Principale forme d’aide publique en matière de logement, les aides personnalisées au logement (Apl), allocations de logement familial (Alf) ou allocations de logement social (Als) visent à garantir aux ménages les plus modestes l’accès et le maintien dans un logement décent en allégeant la dépense liée à leur résidence principale. Ces prestations ont connu de nombreuses réformes entre 2017 et 2021 conduisant à une baisse de la population bénéficiaire et à un recentrement en faveur des ménages les plus précaires.
Dans ce contexte, l’Apur et la Ctrad analysent la solvabilisation des ménages locataires par les aides au logement dans la métropole du Grand Paris. Dans ce territoire marqué par une crise du logement caractérisée notamment par un quasi doublement des loyers dans le parc privé depuis 20 ans, 612 000 ménages locataires bénéficient d’une aide au logement, soit 3 locataires sur 10, répartis pour moitié dans le parc social et pour moitié dans le parc privé.
Le montant des aides au logement est de 254 € en moyenne dans la métropole du Grand Paris.
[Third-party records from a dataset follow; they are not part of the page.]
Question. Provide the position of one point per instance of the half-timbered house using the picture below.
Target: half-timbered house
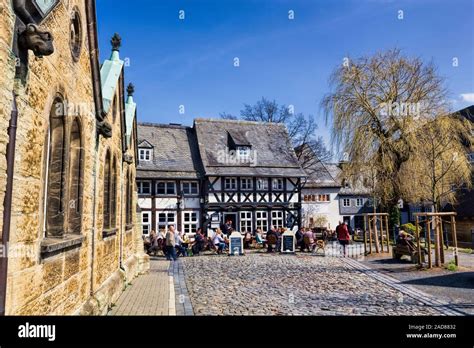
(251, 172)
(215, 171)
(168, 178)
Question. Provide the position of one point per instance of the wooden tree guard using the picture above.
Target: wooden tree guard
(435, 220)
(370, 221)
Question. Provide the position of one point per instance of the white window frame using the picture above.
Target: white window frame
(326, 195)
(145, 155)
(146, 225)
(277, 184)
(261, 219)
(278, 218)
(262, 184)
(163, 225)
(248, 184)
(140, 187)
(167, 183)
(230, 184)
(246, 221)
(191, 184)
(190, 225)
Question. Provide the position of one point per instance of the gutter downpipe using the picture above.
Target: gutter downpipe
(7, 204)
(122, 230)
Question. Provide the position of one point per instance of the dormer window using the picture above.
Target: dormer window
(145, 155)
(277, 184)
(243, 152)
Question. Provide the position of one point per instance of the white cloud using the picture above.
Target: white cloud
(468, 97)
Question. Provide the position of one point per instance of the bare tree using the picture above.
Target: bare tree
(302, 130)
(375, 105)
(439, 167)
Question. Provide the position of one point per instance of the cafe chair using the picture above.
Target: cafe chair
(259, 241)
(309, 244)
(272, 241)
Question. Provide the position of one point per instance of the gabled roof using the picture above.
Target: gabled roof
(143, 144)
(270, 143)
(322, 175)
(175, 151)
(238, 138)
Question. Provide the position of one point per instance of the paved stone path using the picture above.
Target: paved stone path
(455, 288)
(149, 294)
(262, 284)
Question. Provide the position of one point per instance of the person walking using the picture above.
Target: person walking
(170, 244)
(343, 236)
(179, 243)
(219, 242)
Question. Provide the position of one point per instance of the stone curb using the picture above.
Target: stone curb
(443, 307)
(182, 301)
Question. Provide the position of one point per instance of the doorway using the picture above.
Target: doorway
(232, 217)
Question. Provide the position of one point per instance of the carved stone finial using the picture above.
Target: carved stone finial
(130, 89)
(116, 42)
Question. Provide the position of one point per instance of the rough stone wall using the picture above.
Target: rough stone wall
(106, 260)
(55, 285)
(7, 71)
(81, 280)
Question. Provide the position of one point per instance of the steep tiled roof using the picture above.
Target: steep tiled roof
(269, 142)
(175, 153)
(323, 175)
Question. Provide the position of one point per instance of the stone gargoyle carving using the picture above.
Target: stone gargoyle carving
(37, 40)
(105, 129)
(127, 158)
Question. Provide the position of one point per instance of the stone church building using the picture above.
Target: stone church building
(68, 154)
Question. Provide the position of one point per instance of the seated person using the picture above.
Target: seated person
(272, 239)
(199, 242)
(219, 241)
(259, 237)
(308, 238)
(299, 238)
(181, 250)
(247, 240)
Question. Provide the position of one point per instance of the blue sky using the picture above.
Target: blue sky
(190, 62)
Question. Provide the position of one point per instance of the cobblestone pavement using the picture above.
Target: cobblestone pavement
(266, 284)
(149, 294)
(455, 288)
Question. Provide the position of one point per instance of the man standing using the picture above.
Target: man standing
(170, 243)
(227, 228)
(343, 236)
(179, 243)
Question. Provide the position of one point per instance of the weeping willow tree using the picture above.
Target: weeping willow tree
(375, 105)
(439, 167)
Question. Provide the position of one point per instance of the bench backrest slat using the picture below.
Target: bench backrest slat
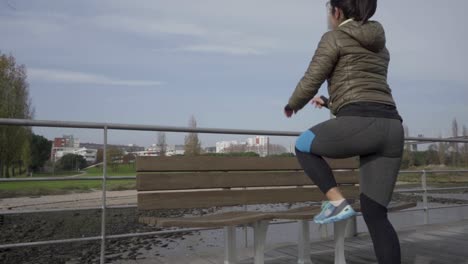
(207, 181)
(213, 163)
(210, 198)
(150, 181)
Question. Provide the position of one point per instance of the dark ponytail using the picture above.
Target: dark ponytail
(360, 10)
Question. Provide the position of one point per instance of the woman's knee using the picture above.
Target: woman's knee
(304, 141)
(372, 210)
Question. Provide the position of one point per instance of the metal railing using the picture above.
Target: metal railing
(114, 126)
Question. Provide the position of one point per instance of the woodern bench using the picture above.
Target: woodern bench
(182, 182)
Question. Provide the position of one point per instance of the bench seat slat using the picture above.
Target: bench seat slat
(214, 220)
(206, 180)
(210, 163)
(242, 217)
(210, 198)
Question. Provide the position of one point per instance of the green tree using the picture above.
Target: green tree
(70, 162)
(114, 157)
(162, 145)
(40, 152)
(14, 103)
(192, 143)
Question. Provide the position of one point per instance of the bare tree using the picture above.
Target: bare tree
(162, 146)
(455, 150)
(441, 151)
(192, 143)
(14, 103)
(465, 146)
(408, 154)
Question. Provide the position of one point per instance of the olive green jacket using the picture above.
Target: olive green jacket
(354, 61)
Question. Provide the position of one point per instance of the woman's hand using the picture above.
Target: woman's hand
(288, 111)
(318, 102)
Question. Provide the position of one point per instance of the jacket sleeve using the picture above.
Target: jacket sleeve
(320, 68)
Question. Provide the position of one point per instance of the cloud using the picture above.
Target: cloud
(199, 37)
(62, 76)
(147, 26)
(230, 50)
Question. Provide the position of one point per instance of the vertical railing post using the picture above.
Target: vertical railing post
(424, 187)
(103, 210)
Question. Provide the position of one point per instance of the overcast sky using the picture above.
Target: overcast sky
(231, 64)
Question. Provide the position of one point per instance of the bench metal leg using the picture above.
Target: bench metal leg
(260, 231)
(303, 256)
(339, 234)
(230, 249)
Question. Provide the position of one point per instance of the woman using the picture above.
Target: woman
(354, 60)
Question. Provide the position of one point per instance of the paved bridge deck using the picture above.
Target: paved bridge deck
(429, 244)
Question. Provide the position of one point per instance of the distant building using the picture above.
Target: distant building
(155, 150)
(223, 145)
(71, 145)
(210, 150)
(258, 144)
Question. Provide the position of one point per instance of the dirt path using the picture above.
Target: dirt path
(90, 199)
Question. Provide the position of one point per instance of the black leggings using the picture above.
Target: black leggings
(379, 143)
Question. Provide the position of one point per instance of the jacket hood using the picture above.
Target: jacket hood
(370, 35)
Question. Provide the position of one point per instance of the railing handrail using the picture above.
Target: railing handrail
(120, 126)
(114, 126)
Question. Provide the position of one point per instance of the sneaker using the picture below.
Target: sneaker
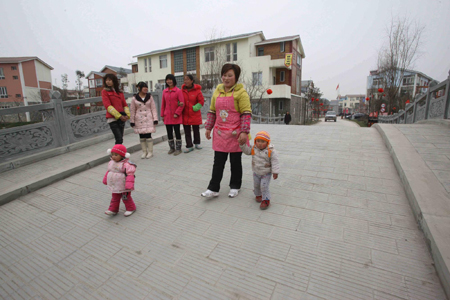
(210, 194)
(128, 213)
(264, 204)
(233, 193)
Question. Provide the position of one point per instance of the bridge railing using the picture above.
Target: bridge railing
(58, 123)
(435, 104)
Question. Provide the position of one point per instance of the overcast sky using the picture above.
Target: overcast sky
(340, 38)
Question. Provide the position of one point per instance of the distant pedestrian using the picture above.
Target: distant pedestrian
(287, 118)
(172, 106)
(192, 116)
(265, 165)
(144, 118)
(230, 116)
(120, 180)
(117, 110)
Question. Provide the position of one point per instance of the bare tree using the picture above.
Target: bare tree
(399, 53)
(79, 83)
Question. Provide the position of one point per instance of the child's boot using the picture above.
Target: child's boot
(264, 204)
(149, 148)
(172, 147)
(144, 148)
(178, 147)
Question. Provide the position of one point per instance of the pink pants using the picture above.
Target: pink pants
(115, 202)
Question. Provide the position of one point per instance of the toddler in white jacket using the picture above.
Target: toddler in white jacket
(265, 165)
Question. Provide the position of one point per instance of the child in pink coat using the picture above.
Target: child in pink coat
(120, 180)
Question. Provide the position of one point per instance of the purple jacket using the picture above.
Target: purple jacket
(169, 106)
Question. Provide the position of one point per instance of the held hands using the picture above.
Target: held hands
(208, 134)
(243, 137)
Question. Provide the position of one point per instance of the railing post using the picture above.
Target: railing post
(61, 129)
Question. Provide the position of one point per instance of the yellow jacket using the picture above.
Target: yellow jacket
(241, 98)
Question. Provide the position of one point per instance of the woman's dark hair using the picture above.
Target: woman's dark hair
(115, 82)
(236, 69)
(171, 77)
(141, 85)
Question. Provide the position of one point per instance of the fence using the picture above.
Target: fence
(435, 104)
(60, 123)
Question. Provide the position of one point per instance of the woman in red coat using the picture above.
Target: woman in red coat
(117, 111)
(172, 106)
(192, 115)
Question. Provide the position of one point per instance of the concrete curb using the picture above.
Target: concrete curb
(426, 195)
(8, 195)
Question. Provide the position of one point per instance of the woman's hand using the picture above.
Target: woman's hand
(208, 134)
(243, 137)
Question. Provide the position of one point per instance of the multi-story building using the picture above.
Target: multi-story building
(95, 79)
(262, 62)
(412, 83)
(24, 80)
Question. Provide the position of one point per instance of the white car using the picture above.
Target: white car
(330, 115)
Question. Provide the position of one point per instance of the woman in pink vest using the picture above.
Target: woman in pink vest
(230, 117)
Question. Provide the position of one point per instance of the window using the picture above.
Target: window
(178, 61)
(162, 61)
(209, 54)
(260, 51)
(191, 59)
(232, 52)
(3, 92)
(257, 78)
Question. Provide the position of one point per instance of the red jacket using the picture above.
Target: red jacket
(192, 97)
(169, 106)
(111, 98)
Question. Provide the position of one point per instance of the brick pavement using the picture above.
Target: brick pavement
(340, 227)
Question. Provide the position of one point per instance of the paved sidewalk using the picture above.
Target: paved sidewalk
(340, 227)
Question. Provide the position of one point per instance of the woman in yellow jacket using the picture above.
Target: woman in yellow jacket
(230, 117)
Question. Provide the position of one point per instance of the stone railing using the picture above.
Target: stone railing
(435, 104)
(59, 124)
(260, 119)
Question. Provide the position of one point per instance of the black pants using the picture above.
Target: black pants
(170, 129)
(117, 127)
(220, 158)
(145, 135)
(188, 136)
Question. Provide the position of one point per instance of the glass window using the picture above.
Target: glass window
(162, 61)
(209, 54)
(3, 92)
(191, 59)
(257, 78)
(178, 61)
(260, 51)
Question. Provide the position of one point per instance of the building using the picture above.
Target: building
(24, 81)
(412, 84)
(95, 79)
(262, 62)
Il varie de 228 € dans le parc social pour un loyer moyen de 385 € à 290 € dans le parc privé pour un loyer moyen de 657 €. 23% des locataires du parc privé et 39% des locataires du parc social bénéficient du dispositif. Les aides au logement permettent de réduire le taux d’effort des ménages bénéficiaires, qui reste néanmoins élevé et difficilement soutenable pour une partie des locataires du parc privé. Les ménages les plus modestes consacrent 57% de leurs revenus au logement après versement des aides. Et près de la moitié des ménages bénéficiaires d’une aide au logement dans le parc privé ont un taux d’effort supérieur à 40% même après le versement des aides au logement. Dans le parc social les aides font baisser significativement ce taux d’effort, même si les reste-à-vivre des ménages sont généralement faibles. A noter que les aides au logement ne sont pas systématiquement prises en compte au moment de l’examen des candidatures pour l’attribution d’un logement social, ce qui freine l’accès au parc social des ménages les plus modestes.
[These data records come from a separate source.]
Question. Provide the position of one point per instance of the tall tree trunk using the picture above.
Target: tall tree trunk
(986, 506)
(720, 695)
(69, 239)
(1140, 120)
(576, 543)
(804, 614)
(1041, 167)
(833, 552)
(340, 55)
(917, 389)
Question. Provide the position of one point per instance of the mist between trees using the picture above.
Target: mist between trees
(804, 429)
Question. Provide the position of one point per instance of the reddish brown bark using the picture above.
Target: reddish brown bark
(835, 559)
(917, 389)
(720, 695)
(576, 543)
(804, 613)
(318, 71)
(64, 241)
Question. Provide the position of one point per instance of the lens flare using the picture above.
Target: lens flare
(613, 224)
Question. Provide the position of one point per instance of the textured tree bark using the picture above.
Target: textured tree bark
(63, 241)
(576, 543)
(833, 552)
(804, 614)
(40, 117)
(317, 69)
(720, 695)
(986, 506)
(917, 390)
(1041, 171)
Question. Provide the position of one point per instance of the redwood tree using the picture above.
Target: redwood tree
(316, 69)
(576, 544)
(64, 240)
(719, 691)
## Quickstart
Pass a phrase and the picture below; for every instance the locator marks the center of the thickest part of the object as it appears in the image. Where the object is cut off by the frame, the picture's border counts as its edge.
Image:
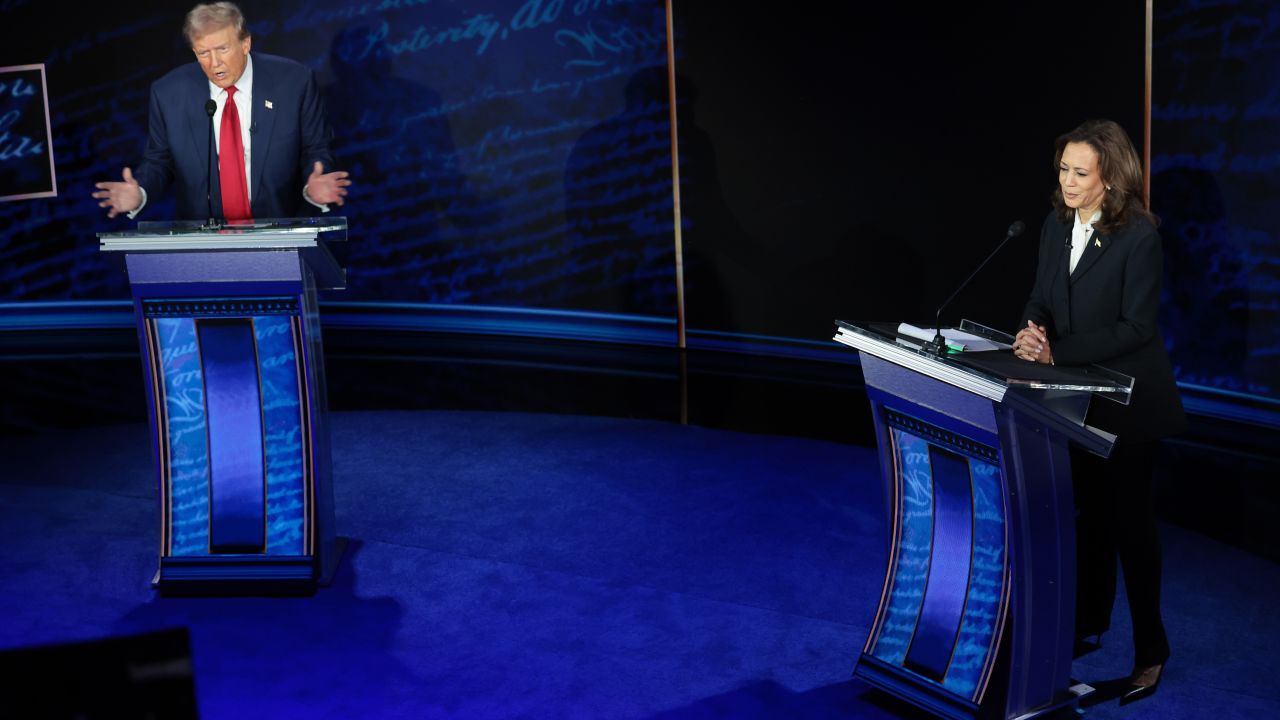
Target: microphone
(938, 345)
(210, 109)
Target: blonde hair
(213, 17)
(1118, 165)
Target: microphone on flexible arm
(211, 223)
(938, 345)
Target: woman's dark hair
(1120, 169)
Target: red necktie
(231, 163)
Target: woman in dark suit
(1096, 300)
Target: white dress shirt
(245, 109)
(1080, 235)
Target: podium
(977, 613)
(229, 333)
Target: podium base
(247, 574)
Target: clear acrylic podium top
(186, 242)
(988, 373)
(167, 236)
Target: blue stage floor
(525, 565)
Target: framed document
(26, 139)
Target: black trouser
(1118, 518)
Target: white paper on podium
(956, 340)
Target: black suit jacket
(287, 139)
(1106, 313)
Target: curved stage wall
(513, 167)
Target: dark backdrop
(849, 162)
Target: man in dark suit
(1097, 300)
(270, 135)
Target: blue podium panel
(976, 618)
(941, 619)
(231, 397)
(229, 331)
(237, 473)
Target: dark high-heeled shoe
(1143, 683)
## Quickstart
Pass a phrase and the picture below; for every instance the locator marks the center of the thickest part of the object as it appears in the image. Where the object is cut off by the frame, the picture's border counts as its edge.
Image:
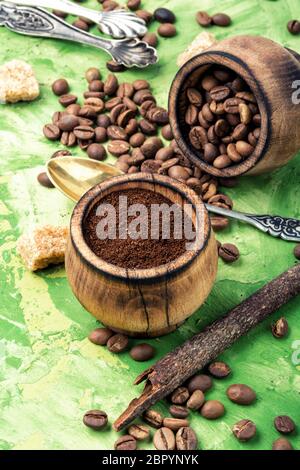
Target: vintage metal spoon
(73, 176)
(37, 22)
(117, 23)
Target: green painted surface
(50, 373)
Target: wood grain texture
(139, 302)
(270, 70)
(177, 366)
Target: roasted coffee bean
(118, 147)
(111, 85)
(186, 439)
(219, 223)
(114, 66)
(100, 336)
(158, 115)
(95, 419)
(229, 252)
(196, 400)
(96, 152)
(117, 343)
(51, 131)
(139, 431)
(293, 26)
(164, 439)
(84, 132)
(80, 24)
(126, 442)
(244, 430)
(142, 352)
(60, 87)
(199, 382)
(297, 251)
(282, 444)
(180, 396)
(61, 153)
(212, 409)
(133, 4)
(241, 394)
(66, 100)
(280, 328)
(136, 140)
(149, 128)
(153, 418)
(175, 423)
(244, 148)
(150, 166)
(166, 132)
(68, 122)
(219, 369)
(151, 146)
(145, 15)
(284, 424)
(68, 138)
(164, 15)
(44, 180)
(116, 133)
(178, 411)
(92, 74)
(203, 18)
(132, 127)
(167, 30)
(221, 19)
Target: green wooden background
(50, 373)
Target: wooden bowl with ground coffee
(234, 108)
(141, 256)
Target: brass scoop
(73, 176)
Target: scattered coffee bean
(126, 442)
(199, 382)
(44, 180)
(142, 352)
(164, 439)
(164, 15)
(196, 400)
(221, 19)
(117, 343)
(178, 411)
(186, 439)
(60, 87)
(219, 369)
(167, 30)
(280, 328)
(139, 432)
(244, 430)
(212, 409)
(241, 394)
(100, 336)
(284, 424)
(95, 419)
(229, 252)
(294, 26)
(282, 444)
(180, 396)
(154, 418)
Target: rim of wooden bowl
(205, 60)
(92, 196)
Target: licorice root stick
(176, 367)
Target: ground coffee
(134, 253)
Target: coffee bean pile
(222, 118)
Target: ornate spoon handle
(37, 22)
(286, 228)
(118, 23)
Enfin l’analyse révèle que les ménages ont des taux d'effort significativement plus élevés dans certaines communes du Grand Paris à l’image des écarts de revenus et de loyers observés dans la métropole. Dans les territoires du centre et de l’ouest (Paris, Grand Paris Seine Ouest, Paris Ouest La Défense) les locataires du parc privé ont un taux d’effort médian supérieur à 40% de leur revenu après versement des aides au logement alors que celui des locataires du nord et de l’est du Grand Paris (Plaine Commune, Paris Terres d’Envol, Grand Paris Grand Est) est inférieur à 30%.